Ironically, after all that talk about helping and being there, nothing came out of my asking her to help me get my computer fixed. She mentioned her brother could definitely help me with that, but she didn't do anything to further that. She didn't jump at the chance to help me in the rare occurrence of me asking for help when in a disadvantageous situation (mind you, it's not the first time).

In July, the problem had grown to the point that I was asking her when she'd be back, leading off with whether she could help me get my computer fixed. We had a short exchange, during which she never mentioned helping me with my computer, and the content of our exchange had me calling her out that she didn't want to help, so nevermind.

Her then saying she'd help was the most insincere offer to help imaginable. It was so insincere that I can't even call it begrudging. A begrudging offer to help is more sincere than what she offered. A begrudging offer to help is sucking it up and realizing one has to do something.

Her saying she'd help was more like "uh yeah, whatever". I didn't even want her help after that and my former Chinese teacher hooked me up in two days with a repair shop that was half a block away from me. I pass it just about every day.

That was just coincidence.

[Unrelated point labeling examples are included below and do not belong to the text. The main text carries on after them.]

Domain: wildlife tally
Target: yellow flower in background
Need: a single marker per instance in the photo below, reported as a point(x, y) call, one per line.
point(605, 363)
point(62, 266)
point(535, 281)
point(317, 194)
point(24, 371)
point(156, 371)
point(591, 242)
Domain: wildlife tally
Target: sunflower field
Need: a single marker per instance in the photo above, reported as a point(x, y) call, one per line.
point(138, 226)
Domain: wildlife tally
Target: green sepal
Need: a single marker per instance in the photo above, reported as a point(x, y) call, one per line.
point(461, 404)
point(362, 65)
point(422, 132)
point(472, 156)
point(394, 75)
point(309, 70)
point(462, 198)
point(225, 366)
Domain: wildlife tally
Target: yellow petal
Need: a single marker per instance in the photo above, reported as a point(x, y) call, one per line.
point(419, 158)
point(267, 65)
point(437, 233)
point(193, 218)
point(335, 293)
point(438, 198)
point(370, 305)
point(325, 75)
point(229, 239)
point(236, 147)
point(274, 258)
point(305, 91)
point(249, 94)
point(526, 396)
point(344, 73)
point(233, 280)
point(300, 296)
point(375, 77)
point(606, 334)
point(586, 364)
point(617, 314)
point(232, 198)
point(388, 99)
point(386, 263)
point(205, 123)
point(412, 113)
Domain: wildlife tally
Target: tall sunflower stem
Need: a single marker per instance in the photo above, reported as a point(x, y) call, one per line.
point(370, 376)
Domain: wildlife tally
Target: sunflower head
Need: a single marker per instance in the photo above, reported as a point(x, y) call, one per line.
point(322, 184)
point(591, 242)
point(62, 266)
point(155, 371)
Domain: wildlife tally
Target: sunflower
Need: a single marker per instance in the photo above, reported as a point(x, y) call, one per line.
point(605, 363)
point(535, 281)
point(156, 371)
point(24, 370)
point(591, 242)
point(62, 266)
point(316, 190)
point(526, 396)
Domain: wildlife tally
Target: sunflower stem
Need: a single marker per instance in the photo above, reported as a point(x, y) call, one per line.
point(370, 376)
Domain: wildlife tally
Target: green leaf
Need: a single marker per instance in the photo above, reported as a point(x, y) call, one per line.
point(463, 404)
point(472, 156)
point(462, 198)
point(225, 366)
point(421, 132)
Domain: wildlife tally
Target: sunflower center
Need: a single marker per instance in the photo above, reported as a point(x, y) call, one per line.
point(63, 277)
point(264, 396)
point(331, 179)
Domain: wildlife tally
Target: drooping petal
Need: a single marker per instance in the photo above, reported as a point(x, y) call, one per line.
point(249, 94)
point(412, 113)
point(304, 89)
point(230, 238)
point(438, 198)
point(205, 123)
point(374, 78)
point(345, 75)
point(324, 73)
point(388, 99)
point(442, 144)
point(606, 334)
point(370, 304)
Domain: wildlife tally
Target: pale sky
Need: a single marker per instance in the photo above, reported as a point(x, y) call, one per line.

She knows what neighborhood I live in, but she doesn't know my address and didn't know the shop she called was so close to me. But that coincidence seems to underscore how useless my cousin was in this matter. Even if she tried, she couldn't do better than my Chinese teacher did without even trying.

My cousin contacted me two weeks after she said she'd be returning to Taiwan, long after my computer was fixed, giving me her brother's number and saying he was available to help me with my computer. She could have done that from Sedona in June, she didn't need to wait to come back to Taiwan if she wanted to help me.

I'm not close or in contact with her brother, but we're on good terms. There's no awkwardness between us. Even though I posit my relationship with him through her, he's still my cousin and we've never had trouble relating as such. If she sent me the same message in June, I'd have called him.

Needless to say, I blew my cousin off. I was disappointed in her. I wouldn't be surprised if she is disappointed in me for whatever reason. For blowing her off. For just responding, "That's OK, I got it fixed already. Look me up if you're in town". No, we weren't going to meet up before she left.

Mind you, we've disappointed each other in the past and we've always gotten over it. It doesn't directly affect any future contact we have, although I have doubts about whether we will have any future contact.

My funds won't last beyond next May and I doubt she'll visit before then. I have some reserve, but I don't plan to exhaust every penny, and I want to leave a certain sum for my landlord, her uncle, to make up for any expenses resulting from my disappearance, if it comes to that.

Basically I don't hold anything against my cousin for not wanting to help. In this matter, that is. She has been helpful in the past, in matters more convenient for her I suppose. If I profess to hope to cut karmic connections between us, then of course I can't hold anything against her. She did me a favor by not helping by . . . just lessening.

If she eagerly and effectively helped, I would have been happy and satisfied and thought of her in a certain positive, possibly attached, light. As she did it, I realize I can be just kind of "meh" about her despite our past closeness.